When the fingers of Marian McPartland fly over the keyboard in jam showdowns with jazz greats Chick Corea, Oscar Peterson and Alice Coltrane, there's no time for second thoughts.
McPartland, who is the host of the 4-year-old "Piano Jazz" show broadcast over National Public Radio, returns to Charlie's in Georgetown Tuesday through Saturday.
She arrived in the United States from England 37 years ago, and turned a six-week gig at the Hickory House in New York into a 10-year stay there. "I guess I've been here long enough to absorb some of the jazz firsthand. After all these years here, coming over here, being a part of the jazz scene here, I still feel very humble about it. Having that NPR show is a real inspiration."

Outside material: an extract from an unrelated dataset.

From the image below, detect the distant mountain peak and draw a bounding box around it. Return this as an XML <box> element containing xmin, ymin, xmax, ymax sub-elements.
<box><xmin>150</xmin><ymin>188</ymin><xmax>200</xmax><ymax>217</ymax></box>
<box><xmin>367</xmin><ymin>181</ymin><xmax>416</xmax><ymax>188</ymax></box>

The repertoires of the guest pianists who play with McPartland range from the classical to the avant-garde. She teasingly remarked that musicians, especially George Shearing, "like to trick you" when they play duets.
"Jazz in England is not that different--we're all great jazz fans," she said. But that "we're all" is still small change in the music world. "Jazz is a kind of minority music no matter where you are. It's something very special. You just don't hear it on every radio station--the rock stations tend to block it out," McPartland said, hastening to add that "I'm not antirock, just 'anti' some rock."
Spreading jazz to the popular audience is one mission McPartland has equipped herself for well; in the early 1970s she cut her own album, and has since released 18 albums under her label, Halcyon. With the help of Gary Mazzaroppi on bass, she plans to entertain the audiences at Charlie's with a medley of Harold Arlen songs and some of her own material.
But there'll be no duels. Unless, of course, Stan Getz wanders in, she said.